Catastrophic plans: High deductibles, plus primary care and preventive care
- Catastrophic plans cover all of the essential benefits defined by the ACA, but with very high deductibles, equal to the annual limit on out-of-pocket costs under the ACA (for 2018, this is $7,350 for an individual).
- They must still limit members’ out-of-pocket costs for in-network services to no more than the annual out-of-pocket maximum that applies to all plans (the cap is $7,350 for an individual in 2018).
- Catastrophic plans cover at least three primary care visits per year before the deductible is met (copays can apply for these visits, but at least part of the cost will be paid by the insurance company, even if you haven’t met your deductible).

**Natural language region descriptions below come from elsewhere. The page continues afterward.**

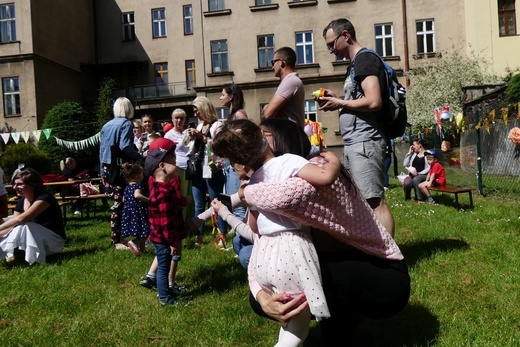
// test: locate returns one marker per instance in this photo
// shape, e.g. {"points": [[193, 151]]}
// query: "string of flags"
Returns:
{"points": [[36, 135]]}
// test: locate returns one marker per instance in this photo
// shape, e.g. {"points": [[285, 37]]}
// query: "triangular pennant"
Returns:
{"points": [[25, 136], [47, 133], [5, 137], [36, 134], [16, 137]]}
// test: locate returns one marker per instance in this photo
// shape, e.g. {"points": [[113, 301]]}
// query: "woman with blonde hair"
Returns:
{"points": [[117, 136], [208, 127]]}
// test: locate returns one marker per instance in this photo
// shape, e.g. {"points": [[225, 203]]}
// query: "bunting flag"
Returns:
{"points": [[25, 136], [16, 137], [81, 144], [36, 134], [5, 137]]}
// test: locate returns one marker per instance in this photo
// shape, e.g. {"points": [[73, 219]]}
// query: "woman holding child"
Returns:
{"points": [[364, 275]]}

- And like all ACA-compliant plans, catastrophic plans cover preventive care with no cost-sharing.
- Other services beyond preventive care and some primary care will be paid by the insured until the deductible is met.

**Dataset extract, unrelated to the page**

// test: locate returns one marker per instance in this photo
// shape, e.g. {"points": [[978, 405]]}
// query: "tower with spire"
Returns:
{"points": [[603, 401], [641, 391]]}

Subsidies can’t be used to offset the cost of catastrophic plans
Premium subsidies are not available for catastrophic plans (nor are cost-sharing subsidies, which are only available on Silver plans). Depending on your income, you may be eligible for a subsidy that you could apply towards a metal-rated plan. This might make a Bronze or Silver plan even more affordable than a catastrophic plan.
Catastrophic plans are not HSA-qualified
Health savings accounts (HSAs) are a type of tax-advantaged account to which people can contribute pre-tax money as long as they’re covered by an HSA-qualified high deductible health plan (HDHP). In layman’s terms, “catastrophic” and “high-deductible” are often used interchangeably. But in health policy, they each have strict definitions:
- HDHPs that allow a member to contribute to an HSA are not allowed to cover any care before the deductible, with the exception of preventive care, and the maximum out-of-pocket amount for an HDHP in 2018 is $6,650 for an individual (here are the IRS rules that pertain to HSAs/HDHPs).
- Catastrophic plans are required to cover at least three primary care visits before the deductible, and they have deductibles that are higher than the allowable limits for HDHPs (in 2018, catastrophic plans have deductibles of $7,350).
So by definition, catastrophic plans cannot be HSA-qualified, and catastrophic plan enrollees cannot contribute to HSAs. If you want to be able to contribute to an HSA, you’ll need an HSA-qualified plan. These are typically either bronze or silver plans, but they cannot be catastrophic.
Very few people enroll in catastrophic plans
Because catastrophic plans are not subsidy-eligible and are only available to some enrollees, very few people tend to select these plans. In 2017, less than 1 percent of all exchange enrollees nationwide opted for catastrophic plans.